Post weld treatment of dissimilar friction stir welded-aluminum alloys 5754–6082

E. A. El-Danaf & M. M. El Rayes Mechanical Engineering Department, College of Engineering, King Saud University, Saudi Arab ia

Abstract

5754–6082 aluminum alloys are friction stir welded at 1070 rpm/140 mm/min, and the welded joint was observed to be defect free. The friction stir welded plate was, further, rolled at an intermediate temperature of 250°C in the direction of the weld line. The effect of post weld treatment by isothermal heating or shot peening or combination of both, on the mechanical properties, was investigated. The welded section was characterized by optical microscopy, hardness mapping and X-ray diffraction, on the transverse section.

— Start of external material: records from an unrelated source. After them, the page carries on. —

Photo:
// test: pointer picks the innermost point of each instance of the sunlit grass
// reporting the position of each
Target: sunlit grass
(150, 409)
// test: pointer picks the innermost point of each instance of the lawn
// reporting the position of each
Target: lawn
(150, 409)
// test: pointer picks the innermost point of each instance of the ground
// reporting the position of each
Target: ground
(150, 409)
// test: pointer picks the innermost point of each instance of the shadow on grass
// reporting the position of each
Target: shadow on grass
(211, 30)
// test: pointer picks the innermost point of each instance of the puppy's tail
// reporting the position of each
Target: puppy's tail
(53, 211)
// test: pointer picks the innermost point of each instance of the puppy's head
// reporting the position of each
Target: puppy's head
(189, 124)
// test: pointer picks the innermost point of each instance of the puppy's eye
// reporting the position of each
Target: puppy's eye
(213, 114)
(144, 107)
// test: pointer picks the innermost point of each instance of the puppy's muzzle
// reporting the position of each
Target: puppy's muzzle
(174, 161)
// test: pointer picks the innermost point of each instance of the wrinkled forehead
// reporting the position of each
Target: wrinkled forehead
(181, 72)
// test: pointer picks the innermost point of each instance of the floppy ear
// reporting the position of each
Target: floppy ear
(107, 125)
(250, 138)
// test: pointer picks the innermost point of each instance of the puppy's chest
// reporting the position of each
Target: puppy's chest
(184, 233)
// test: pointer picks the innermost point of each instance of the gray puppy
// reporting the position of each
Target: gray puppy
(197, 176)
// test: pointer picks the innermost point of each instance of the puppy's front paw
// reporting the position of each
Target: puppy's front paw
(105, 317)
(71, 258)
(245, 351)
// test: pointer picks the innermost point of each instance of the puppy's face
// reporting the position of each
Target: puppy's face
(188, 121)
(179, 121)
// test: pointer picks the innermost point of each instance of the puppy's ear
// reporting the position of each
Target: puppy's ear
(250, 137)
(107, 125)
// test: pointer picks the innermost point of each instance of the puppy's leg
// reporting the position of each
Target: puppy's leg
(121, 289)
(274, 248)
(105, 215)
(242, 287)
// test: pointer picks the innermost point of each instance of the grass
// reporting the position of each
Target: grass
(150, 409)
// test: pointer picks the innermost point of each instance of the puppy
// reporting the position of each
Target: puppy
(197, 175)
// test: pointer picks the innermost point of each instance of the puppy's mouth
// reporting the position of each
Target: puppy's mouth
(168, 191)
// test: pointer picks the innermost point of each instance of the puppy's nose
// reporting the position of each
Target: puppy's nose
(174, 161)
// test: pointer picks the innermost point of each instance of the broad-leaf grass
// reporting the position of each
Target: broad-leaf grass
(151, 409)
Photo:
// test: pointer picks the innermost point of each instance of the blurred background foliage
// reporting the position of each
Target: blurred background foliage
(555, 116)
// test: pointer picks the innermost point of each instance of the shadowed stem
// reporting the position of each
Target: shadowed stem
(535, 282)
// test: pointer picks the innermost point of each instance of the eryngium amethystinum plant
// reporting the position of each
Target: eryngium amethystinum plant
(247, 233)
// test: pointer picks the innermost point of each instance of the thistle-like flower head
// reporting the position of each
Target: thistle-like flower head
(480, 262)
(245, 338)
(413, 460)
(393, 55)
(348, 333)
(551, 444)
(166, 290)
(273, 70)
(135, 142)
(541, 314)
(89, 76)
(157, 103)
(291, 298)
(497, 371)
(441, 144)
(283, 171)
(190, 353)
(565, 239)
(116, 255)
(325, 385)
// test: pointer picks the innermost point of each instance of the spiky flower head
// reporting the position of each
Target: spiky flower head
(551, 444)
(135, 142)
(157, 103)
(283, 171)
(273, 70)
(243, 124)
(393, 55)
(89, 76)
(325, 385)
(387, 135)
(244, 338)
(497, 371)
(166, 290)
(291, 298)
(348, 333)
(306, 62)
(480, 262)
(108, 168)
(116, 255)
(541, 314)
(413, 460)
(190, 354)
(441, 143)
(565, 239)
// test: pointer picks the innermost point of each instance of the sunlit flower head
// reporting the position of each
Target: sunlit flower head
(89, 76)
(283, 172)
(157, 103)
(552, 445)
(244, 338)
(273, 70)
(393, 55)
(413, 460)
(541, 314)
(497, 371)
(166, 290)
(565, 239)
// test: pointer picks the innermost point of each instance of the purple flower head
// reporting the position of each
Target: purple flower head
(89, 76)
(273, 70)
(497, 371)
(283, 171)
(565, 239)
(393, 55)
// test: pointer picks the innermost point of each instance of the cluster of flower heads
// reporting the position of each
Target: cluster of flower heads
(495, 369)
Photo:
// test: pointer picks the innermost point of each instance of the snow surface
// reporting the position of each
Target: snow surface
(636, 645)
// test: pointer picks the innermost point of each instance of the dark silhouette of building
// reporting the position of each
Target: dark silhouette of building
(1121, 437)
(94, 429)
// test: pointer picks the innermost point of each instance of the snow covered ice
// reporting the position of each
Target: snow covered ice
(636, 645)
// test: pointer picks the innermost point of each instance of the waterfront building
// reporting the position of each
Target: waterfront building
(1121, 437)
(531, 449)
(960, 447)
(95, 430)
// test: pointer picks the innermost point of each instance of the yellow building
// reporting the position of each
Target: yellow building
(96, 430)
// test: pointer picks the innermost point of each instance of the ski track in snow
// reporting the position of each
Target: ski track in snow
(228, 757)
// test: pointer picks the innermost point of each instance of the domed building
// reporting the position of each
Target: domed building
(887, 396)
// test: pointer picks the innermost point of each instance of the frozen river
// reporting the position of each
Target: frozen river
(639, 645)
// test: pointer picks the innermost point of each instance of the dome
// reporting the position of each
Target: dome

Tensile samples were wire-cut having the weld nugget in the middle of the gauge length. Enhancement of yield, tensile strength and percentage of elongation to failure was noted, for specific post weld treatment conditions. Keywords: friction stir welding, aluminium alloys, post weld treatment, shot peening.

1 Introduction

Friction stir welding (FSW) is a relatively new solid state joining process. It requires no local melting in order to join pieces together. This joining technique is energy efficient, environment friendly, and versatile. The basic concept of FSW is remarkably simple. A non-consumable rotating tool with a specially designed pin and shoulder is inserted into the abutting edges of sheets or plates to be joined and traversed along the line of joint. The tool serves two primary functions: (a) heating of the work piece, and (b) movement of material to produce the joint. The heating is accomplished by friction between the tool and the work piece and plastic deformation of the work piece. During FSW process, the material undergoes intense plastic deformation at an elevated temperature,

WIT Transactions on Engineering Sciences, Vol 90, www.witpress.com, ISSN 1743-3533 (on-line)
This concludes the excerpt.